Energy Cross-Training Part 3/3: Overcoming Resistance to Change

by | Sep 1, 2018 | Taoist Yoga, Taoist Meditation, Qigong | 0 comments

This post is the last in the series on energetic cross-training. In the first post, we focused on how yoga and mediation are intimately linked. In the second, we focused on how yoga and moving practices can be linked. In this post, I am going to talk about how everything fits together.

In one sense, you can say you can energetically cross-train with ordinary qigong, tai chi, bagua, and longevity breathing yoga (Taoist Yoga).  Each has a specific focus, but in the end they are a unified whole. Depending at where you are on your path, it may be beneficial for you to learn a different movement form or you may need to stick with your existing practice longer . . . 

Resistant to Change?

If you approach your practice with the idea of, “I like to do this one and I shouldn’t have anything to do with the other one,” you may not be doing yourself any favors. As humans, we are often resistant to change. By seeing the larger context for the each of the different energetic practices in Taoism, you can make a more informed choice on how you want to participate or not.

It might just be that, if you can train the same muscles or your attention in different ways, that you get enhanced capacities. Just like in physical cross-training out of those muscles they are able to do more.

You might want to energetically cross-train to see if by just doing something different or by working from a different angle, all of a sudden you might just be able to go to the place where you wanted to be and are also to do it well.

Avoiding Getting Stuck and Boredom

Of course, at the end I also have to say that for myself personally that the good part about having more choices is that you go through human cycles. There is the whole other issue of what I would simply call human boredom, or your interest shifts so you know at a certain period of time by doing yoga or tai chi or bagua or certain types of qigong or meditation that when you almost feel like you’re hitting a wall.

You then go and do something else that is related to it and that reinvigorates your motivation, your interest, something different you can wrap your head around and get enthused about.

But since your still working with essentially the same stuff when you go back to what you were doing before you find that you’ve progressed. Then you can find that all of a sudden that which was getting still has become lively, yoga can do that for the tai chi or the meditation and vice versa.

Not Going Deep Enough

I think the one danger in bringing forth the concept of energetic cross-training is that many people don’t actually practice what they learn. So in this case, it would be important to mention here that it is much better to go deeper and to stay consistent with one practice rather than jump from one to the next without learning anything fully. Cross-training should not be used if you have learned a movement like qigong or tai chi but don’t practice it.

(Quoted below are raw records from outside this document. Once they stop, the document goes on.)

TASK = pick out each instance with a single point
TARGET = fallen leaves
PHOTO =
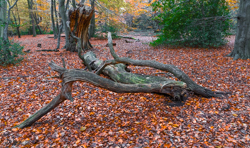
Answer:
(100, 118)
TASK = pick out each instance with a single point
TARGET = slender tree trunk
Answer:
(30, 5)
(62, 11)
(3, 13)
(92, 22)
(59, 36)
(242, 41)
(18, 26)
(52, 18)
(56, 17)
(37, 24)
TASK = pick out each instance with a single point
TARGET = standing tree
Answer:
(8, 52)
(52, 18)
(122, 80)
(32, 17)
(92, 22)
(3, 10)
(242, 40)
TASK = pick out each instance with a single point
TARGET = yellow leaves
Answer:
(173, 125)
(91, 113)
(14, 129)
(83, 128)
(235, 115)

Energetic cross-training is useful when you need to focus on a particular component of a practice, such as breathing or alignments, and to learn that component it may be easier to learn it in another practice. Energetic cross-training can also be useful when you get stuck in a current practice that you are doing regularly.

Where It All Leads

So, this series of posts should serve as an introduction to energetic cross-training, a methodology that worked wonders for me. I thought it was also useful to share because I think that people get kind of stuck with I do this therefore I wouldn’t want to do that.

I can understand if what they were doing was really different and also if doing something else was a detraction. However, the whole nature of energetic cross-training is that the events you are cross-training for, are on the surface  very different, but they actually are working with the same body systems that you want to enhance they are each one doing it from a very different angle.